Samsung seems to be on a roll with its One UI 6.0 roadmap, as several devices are getting the update, and we are hoping that all 35+ devices will get the update by the end of the year. However, it appears that the users are experiencing a strange issue that is usually related to the hardware rather than the software itself.
The latest One UI 6.0 update seems to have the pixel shift feature not working, causing burn-in issues on Galaxy phones
Galaxy users have started reporting that after updating to One UI 6.0, they are experiencing screen burn-in issues, which is something OLED displays suffer from. However, seeing this happen because of a software update is rather strange. The easiest fix to handle this is a feature called pixel shift - you may have seen this on your OLED TVs or monitors, but Samsung does not make this feature available, so users don't go ahead and toggle it by accident. The pixel shift was enabled in One UI 5.0, but it appears that the feature is not working in the latest update.
A Reddit user explained how the pixel shift might not be working on the One U 6.0 updates. You can test it out by following the steps on your Galaxy smartphone running the latest update.

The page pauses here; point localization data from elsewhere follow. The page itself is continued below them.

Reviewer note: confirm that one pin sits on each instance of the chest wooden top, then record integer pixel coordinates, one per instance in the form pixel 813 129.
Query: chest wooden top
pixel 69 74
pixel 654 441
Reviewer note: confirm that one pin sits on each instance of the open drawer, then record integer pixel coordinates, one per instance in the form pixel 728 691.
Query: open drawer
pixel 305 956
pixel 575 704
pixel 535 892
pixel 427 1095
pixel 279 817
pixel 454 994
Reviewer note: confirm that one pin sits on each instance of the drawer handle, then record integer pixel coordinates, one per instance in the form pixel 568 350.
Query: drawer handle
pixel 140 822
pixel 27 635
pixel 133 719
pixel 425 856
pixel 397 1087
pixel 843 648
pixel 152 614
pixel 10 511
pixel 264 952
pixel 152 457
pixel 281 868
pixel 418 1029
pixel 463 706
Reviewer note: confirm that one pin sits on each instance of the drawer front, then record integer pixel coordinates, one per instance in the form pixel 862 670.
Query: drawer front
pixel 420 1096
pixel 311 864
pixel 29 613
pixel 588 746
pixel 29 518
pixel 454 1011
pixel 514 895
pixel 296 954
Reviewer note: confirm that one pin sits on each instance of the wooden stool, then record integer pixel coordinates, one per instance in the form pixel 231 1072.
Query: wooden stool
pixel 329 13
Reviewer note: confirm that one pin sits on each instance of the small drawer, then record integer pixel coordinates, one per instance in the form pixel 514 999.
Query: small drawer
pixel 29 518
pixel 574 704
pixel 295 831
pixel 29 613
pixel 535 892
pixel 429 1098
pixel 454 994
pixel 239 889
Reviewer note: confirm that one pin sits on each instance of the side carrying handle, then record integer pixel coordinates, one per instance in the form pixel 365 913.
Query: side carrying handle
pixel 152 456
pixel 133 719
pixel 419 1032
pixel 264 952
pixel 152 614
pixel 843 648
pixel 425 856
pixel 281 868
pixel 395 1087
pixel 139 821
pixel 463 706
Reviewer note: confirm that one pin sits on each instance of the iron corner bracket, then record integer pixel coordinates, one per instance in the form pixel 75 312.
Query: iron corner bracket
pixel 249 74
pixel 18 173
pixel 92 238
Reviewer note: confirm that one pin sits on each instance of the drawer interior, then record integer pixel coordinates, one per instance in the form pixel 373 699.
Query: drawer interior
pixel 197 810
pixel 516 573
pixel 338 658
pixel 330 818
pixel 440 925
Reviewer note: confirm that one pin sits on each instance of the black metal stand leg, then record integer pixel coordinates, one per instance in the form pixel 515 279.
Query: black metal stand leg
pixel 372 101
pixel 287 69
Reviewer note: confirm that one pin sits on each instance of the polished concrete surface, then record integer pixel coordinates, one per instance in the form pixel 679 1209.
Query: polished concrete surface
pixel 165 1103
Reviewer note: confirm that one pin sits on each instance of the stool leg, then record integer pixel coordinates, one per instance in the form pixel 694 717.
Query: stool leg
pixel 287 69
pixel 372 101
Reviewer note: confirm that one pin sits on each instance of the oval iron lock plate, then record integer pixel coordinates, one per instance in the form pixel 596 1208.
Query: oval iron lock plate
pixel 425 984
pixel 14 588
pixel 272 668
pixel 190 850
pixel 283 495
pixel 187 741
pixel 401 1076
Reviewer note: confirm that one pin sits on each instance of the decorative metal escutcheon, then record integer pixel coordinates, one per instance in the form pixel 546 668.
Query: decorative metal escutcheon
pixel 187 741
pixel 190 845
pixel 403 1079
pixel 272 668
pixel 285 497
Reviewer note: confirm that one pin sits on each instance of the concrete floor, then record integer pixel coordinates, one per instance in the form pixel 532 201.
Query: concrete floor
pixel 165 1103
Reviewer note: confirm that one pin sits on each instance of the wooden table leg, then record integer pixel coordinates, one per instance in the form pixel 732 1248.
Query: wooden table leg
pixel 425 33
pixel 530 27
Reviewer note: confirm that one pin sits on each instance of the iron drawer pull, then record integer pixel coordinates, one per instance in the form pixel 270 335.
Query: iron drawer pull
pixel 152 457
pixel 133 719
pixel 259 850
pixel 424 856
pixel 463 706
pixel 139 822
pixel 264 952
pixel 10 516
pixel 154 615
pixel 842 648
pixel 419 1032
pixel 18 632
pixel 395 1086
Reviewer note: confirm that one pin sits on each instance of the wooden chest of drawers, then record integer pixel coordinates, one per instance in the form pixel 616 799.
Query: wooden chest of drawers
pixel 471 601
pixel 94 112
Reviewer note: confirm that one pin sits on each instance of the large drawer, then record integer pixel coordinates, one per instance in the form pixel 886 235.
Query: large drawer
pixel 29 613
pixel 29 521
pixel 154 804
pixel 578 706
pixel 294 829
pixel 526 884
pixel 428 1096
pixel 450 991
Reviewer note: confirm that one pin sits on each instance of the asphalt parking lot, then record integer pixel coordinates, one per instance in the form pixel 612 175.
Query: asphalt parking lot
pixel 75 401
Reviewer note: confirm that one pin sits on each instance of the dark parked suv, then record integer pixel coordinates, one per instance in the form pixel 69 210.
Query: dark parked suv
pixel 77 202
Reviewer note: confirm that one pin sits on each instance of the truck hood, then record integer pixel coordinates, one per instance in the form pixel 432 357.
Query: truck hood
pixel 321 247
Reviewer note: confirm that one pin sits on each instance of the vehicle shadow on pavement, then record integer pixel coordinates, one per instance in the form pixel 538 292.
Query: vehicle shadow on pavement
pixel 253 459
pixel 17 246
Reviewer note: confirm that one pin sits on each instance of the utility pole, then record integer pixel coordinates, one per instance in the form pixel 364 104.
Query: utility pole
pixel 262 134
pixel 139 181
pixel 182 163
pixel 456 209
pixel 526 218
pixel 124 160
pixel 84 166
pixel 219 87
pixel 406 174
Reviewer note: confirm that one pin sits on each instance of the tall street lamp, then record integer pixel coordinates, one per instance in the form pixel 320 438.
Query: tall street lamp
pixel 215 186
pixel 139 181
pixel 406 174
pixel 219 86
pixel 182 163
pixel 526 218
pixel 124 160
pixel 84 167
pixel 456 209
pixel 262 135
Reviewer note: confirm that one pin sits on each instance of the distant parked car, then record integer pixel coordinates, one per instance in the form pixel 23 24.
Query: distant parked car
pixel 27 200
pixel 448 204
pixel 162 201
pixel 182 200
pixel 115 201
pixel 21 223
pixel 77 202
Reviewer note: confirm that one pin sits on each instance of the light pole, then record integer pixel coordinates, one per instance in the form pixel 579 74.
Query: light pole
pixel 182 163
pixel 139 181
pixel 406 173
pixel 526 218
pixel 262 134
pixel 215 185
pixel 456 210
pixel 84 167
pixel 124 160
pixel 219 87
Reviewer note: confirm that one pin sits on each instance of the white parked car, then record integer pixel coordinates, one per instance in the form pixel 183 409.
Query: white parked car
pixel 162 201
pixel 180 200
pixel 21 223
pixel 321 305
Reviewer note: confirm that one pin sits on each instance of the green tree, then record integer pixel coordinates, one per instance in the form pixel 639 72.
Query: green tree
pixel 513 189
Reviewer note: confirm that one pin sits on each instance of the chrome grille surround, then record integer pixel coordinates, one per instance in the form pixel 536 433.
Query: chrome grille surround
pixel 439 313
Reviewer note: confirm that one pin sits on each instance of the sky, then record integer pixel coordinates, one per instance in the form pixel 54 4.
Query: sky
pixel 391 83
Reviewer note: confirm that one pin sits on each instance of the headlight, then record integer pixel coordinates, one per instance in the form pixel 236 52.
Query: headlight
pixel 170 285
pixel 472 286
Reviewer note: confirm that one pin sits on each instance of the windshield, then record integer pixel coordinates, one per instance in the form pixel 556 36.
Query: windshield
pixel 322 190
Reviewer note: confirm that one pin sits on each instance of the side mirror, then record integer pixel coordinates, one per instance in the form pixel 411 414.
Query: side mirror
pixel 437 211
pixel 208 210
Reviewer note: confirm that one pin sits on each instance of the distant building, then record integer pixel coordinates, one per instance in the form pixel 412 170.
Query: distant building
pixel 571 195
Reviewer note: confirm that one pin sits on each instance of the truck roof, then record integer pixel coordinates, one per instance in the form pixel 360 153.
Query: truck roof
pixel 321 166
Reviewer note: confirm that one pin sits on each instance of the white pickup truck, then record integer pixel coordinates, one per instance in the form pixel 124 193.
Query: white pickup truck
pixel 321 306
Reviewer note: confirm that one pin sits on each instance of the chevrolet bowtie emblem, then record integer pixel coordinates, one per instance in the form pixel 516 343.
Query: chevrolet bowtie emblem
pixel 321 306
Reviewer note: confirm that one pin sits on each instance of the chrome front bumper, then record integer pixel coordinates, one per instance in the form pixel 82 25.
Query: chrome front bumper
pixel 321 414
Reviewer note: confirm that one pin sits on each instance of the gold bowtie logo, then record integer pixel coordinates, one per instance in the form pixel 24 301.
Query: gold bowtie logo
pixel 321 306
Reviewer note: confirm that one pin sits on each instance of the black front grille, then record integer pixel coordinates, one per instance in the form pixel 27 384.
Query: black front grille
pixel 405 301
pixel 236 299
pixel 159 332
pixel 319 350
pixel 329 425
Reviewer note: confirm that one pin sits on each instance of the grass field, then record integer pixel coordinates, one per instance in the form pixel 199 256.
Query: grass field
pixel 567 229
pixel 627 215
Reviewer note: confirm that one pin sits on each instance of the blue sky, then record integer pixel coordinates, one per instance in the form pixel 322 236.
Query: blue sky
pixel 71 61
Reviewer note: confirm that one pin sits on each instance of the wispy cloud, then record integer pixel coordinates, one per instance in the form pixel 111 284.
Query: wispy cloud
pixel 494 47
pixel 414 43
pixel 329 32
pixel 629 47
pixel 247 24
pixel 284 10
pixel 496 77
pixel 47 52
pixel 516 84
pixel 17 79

Take a screenshot while the status bar is visible.Rotate the screen to landscape, then back to portrait (do it 5 times so the elements drift for a significant amount of pixels)Open the screenshot in the Samsung Gallery
You can see how this works below:

The screenshot above is from a Galaxy Note 20 Ultra still running One UI 5.0. If you look at the status bar, you can see the elements are overlapping. This is evidence of the fact that these elements have moved as they were supposed to. However, with One UI 6.0, this is not happening. You can check the screenshot below:

Looking at this, it does appear that the Galaxy devices running One UI 6.0 do not have the pixel shift feature turned on. Now, this is something that is related to software and can easily be fixed. So, I am really hoping that Samsung will issue the update soon. Although modern OLED panels are very resilient against burn-in issues, it is still something that haunts OLED users, and it would not be nice to experience.